Now obviously this is very preliminary, but:


Temple Grandin - Thinking in Pictures: sigma = 128, df = 22889374

Cory Doctorow - Down and Out in the Magic Kingdom: sigma = 41, df = 8.3

Jane Austen - Pride and Prejudice: sigma = 51, df = 2.7

Mark Twain - Huckleberry Finn: sigma = 28, df = 1.3


Temple Grandin is autistic. Her curve didn't even look like it had a tail. Cory, well, it would be a fair bet he has some leaning that way. Not very many data points, but it's exactly the opposite of what I expected, damnit!!

To add insult to injury, it appears that autistic people have more white matter than normal (and, as the linked paper notes, are often "frankly macrocephalic"), but the corpus callosum is no larger, most of the increase being near the grey matter on the surface of the brain. Again, exactly the opposite of what I would have expected.

Well, at least reality is being consistently contrarian, perhaps even measurably so.

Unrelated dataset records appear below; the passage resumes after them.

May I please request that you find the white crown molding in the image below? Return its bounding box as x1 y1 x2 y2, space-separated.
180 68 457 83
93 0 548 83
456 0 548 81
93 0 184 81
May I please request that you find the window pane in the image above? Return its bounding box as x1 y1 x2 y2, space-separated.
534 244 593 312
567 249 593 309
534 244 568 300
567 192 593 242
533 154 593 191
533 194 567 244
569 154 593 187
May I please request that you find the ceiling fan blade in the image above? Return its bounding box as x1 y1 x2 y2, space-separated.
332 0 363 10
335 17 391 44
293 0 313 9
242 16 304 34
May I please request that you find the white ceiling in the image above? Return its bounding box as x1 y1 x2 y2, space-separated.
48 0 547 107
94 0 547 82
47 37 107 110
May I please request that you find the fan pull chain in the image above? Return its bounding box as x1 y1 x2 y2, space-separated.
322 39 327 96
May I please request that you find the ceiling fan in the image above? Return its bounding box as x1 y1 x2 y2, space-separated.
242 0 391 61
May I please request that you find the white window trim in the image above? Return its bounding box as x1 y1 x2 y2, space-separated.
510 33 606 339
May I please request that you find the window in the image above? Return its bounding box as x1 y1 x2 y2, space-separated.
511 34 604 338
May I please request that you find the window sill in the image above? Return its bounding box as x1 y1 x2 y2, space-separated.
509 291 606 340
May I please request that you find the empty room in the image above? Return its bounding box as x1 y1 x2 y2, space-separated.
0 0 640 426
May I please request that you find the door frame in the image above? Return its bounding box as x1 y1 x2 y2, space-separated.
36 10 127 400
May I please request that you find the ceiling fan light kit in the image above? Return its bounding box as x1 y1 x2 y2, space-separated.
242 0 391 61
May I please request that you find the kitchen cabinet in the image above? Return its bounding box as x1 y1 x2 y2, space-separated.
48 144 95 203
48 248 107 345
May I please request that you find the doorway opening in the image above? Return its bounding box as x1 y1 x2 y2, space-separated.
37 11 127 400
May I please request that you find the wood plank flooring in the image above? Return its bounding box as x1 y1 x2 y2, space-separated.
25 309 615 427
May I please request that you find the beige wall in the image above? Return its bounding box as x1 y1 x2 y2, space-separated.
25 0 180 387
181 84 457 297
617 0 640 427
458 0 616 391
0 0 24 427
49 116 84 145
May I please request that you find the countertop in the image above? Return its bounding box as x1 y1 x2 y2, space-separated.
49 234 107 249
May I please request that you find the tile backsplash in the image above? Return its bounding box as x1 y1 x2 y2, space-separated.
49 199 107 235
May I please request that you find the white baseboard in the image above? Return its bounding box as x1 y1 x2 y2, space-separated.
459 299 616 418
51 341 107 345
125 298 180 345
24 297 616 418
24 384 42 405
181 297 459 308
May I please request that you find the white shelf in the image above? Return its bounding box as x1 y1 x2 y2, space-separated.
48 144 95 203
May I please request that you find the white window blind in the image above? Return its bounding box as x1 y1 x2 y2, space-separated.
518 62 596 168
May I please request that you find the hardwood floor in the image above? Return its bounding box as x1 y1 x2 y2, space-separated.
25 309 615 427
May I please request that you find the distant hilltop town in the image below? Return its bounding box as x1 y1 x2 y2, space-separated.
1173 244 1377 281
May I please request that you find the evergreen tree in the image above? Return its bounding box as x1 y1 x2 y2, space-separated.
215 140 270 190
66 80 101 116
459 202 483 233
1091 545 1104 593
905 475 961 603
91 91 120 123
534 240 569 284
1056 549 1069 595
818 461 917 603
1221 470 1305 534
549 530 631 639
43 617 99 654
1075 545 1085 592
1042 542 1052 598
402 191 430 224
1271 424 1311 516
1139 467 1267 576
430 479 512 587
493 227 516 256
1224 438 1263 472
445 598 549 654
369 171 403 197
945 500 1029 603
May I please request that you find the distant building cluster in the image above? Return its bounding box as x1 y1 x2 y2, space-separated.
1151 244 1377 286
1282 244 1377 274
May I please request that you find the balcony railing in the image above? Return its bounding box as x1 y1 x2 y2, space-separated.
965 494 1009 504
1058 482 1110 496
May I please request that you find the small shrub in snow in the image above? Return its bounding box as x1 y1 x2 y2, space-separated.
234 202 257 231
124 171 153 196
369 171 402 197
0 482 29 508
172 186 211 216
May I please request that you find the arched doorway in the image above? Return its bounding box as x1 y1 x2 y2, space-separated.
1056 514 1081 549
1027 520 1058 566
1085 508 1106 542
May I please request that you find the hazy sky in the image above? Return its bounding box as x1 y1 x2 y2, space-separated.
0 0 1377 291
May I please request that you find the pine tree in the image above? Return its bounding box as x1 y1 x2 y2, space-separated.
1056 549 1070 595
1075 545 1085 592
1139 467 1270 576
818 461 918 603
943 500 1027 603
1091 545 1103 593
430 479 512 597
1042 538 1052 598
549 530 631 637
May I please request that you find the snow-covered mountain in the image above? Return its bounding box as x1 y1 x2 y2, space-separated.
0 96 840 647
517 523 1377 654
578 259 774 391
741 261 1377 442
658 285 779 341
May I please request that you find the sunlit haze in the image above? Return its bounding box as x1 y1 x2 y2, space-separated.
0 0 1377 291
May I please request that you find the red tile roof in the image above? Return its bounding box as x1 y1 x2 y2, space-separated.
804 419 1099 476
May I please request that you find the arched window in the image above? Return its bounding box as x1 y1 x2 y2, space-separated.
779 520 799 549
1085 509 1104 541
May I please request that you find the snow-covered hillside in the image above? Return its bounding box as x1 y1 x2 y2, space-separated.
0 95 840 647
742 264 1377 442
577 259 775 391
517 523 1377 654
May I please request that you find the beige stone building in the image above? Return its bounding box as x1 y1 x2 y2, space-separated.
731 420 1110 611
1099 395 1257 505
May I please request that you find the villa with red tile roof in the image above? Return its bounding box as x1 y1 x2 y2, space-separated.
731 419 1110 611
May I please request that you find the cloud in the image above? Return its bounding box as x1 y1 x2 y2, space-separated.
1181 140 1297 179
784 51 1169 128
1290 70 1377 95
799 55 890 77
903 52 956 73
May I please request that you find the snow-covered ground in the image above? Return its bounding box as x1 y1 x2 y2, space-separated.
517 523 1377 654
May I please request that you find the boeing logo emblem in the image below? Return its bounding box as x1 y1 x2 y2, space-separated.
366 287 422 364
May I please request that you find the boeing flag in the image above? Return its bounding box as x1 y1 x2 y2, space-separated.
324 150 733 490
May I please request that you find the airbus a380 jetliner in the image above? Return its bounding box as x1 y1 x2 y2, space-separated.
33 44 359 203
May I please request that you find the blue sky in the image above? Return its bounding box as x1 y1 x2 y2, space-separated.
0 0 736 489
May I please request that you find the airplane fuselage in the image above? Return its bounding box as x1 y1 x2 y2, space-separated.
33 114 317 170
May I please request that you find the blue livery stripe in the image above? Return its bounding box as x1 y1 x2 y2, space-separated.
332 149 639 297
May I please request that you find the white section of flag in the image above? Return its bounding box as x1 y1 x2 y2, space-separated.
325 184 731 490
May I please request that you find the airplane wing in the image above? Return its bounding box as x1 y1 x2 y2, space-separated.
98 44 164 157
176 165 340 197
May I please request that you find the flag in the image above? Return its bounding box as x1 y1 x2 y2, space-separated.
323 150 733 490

Addendum: Temple Grandin's curve may even be log-normal, a somewhat related distribution. If so, her brain has crossed some critical threshhold and is working in some qualitatively different way. That would be quite exceedingly weird. Hmm. ... further addendum er, scratch that, because what we are dealing with here is the Levy stable distributions, extremal form, to which this data looks like it will all fit perfectly, no qualitative differences. Levy stable distributions are the distributions of ultimate evil, and the secret rulers of the universe. They're big brothers of the normal distribution. They laugh at the puny central limit theorem and tell it to go eat infinite variance. They assimilate outliers without blinking. And, rather annoyingly, they wouldn't be caught dead expressing themselves in an analytic form.